Author – Mr Bill Johnston, University of Strathclyde, Scotland

Bill is a Senior Lecturer and Assistant Director (Student Learning and Enhancement) in the Centre for Academic Practice and Learning Enhancement at the University of Strathclyde. Bill collaborates with academics to develop their courses and pedagogy, and to research and publish on these topics. His experience includes: curriculum development; course evaluation and design; academic staff development in teaching, learning and assessment; student learning support; critical and creative thinking; emotional intelligence; key skills in the curriculum; employability, and the first year experience.

His institutional work on first year engagement includes: co-founding the University’s family information programme; delivering student orientation and induction; providing learning support to individual students and to classes; developing first year classes; researching retention and developing the University’s first year strategy.

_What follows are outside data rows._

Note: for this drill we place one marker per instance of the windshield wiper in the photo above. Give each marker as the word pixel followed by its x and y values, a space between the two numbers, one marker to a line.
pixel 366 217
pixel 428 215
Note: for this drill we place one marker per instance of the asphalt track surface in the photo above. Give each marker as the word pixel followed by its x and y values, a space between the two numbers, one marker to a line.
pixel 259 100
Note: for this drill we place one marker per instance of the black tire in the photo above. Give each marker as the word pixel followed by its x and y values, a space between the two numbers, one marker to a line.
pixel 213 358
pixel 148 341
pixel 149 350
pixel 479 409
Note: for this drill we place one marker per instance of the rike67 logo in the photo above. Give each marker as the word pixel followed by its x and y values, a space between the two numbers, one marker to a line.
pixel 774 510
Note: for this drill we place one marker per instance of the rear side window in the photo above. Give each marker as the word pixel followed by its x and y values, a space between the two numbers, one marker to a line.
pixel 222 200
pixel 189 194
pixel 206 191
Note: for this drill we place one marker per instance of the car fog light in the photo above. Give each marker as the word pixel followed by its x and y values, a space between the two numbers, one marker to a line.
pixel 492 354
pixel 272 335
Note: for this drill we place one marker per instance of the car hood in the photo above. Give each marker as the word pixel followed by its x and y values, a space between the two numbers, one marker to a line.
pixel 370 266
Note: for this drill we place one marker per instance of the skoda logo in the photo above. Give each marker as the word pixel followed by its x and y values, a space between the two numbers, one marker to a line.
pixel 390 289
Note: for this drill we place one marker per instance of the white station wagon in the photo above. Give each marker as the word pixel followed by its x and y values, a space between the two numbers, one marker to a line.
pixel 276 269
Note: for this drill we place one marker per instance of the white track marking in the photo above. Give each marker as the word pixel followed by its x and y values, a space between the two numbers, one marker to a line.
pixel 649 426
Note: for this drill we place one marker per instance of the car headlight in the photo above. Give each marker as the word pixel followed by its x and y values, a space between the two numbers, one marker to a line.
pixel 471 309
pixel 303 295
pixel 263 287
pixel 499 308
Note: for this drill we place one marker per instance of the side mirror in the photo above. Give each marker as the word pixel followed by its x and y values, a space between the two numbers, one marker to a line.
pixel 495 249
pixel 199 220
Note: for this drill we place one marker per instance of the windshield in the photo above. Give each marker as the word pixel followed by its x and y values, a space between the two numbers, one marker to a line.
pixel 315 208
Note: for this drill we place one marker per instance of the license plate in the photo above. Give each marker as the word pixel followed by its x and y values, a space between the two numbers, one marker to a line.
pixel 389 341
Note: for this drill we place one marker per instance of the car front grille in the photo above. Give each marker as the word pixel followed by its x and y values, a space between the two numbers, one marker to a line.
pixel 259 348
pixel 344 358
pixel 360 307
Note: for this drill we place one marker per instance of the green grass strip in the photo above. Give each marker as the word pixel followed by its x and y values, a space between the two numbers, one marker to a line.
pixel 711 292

Nationally he is a member of the Scottish Funding Council’s (SFC) Quality Assurance Agency’s (QAA) Steering Committee for The First Year Experience Theme (2006-) and led a sector-wide project to investigate student expectations and experiences of transition, and their perspectives on engagement and empowerment.

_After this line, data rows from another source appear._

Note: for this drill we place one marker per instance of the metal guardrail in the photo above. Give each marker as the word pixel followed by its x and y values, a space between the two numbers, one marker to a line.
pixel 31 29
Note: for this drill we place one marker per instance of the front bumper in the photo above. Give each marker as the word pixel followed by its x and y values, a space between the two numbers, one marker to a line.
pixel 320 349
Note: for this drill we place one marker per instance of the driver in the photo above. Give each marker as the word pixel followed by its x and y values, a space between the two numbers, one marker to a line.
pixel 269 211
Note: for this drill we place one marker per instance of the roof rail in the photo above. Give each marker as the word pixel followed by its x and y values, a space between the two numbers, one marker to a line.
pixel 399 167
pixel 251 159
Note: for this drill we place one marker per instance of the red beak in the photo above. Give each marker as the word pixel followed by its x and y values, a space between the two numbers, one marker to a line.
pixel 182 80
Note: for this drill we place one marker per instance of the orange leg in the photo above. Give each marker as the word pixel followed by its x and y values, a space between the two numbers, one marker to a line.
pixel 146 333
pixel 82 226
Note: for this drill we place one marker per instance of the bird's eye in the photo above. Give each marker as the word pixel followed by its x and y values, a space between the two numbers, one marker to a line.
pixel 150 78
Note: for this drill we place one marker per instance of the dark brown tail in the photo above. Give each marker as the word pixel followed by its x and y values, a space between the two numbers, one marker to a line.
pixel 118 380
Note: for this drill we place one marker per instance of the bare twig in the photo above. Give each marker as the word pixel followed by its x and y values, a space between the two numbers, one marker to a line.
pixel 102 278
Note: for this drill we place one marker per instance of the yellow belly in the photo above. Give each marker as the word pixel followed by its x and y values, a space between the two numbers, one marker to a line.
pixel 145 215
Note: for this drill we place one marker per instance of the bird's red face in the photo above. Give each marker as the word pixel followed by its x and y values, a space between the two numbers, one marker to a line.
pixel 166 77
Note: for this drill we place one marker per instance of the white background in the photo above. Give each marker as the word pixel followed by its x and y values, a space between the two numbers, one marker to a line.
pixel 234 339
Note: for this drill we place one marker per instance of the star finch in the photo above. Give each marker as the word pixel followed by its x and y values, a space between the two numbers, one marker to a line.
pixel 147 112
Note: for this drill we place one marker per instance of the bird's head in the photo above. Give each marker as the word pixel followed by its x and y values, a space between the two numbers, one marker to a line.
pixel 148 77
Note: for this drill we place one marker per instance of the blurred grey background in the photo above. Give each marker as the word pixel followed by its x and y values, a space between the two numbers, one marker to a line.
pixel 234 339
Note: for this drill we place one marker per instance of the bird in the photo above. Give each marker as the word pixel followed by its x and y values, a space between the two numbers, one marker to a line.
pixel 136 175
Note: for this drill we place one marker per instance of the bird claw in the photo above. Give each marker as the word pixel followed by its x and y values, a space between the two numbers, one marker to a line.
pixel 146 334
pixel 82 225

Futher information is available from the Centre for Academic Practice and Learning Enhancement at the University of Strathclyde.

First Year Curriculum Perspective

This commentary examines first year curriculum design and the case study exemplars from the point of view of the institutional context (pdf 1.74MB). The author observes that, due to environmental changes such as increased numbers, wider access and demands for economic relevance in the curriculum, the first year experience is now a strategic issue for institutions seeking higher retention rates and more engaged students. The commentary draws particular attention to organisational influences on the first year experience, such as culture, strategy, and resource allocation (including space) and how those factors interact with the pedagogical concepts and academic practices of first year curriculum. The commentary suggests that good practice in this area, as disclosed by the seven case studies, could:

  • clarify the prospects for transition pedagogy as the preferred approach to the first year experience;
  • identify the challenges to be overcome; and
  • evidence the benefits of this curriculum approach (educational, organisational etc).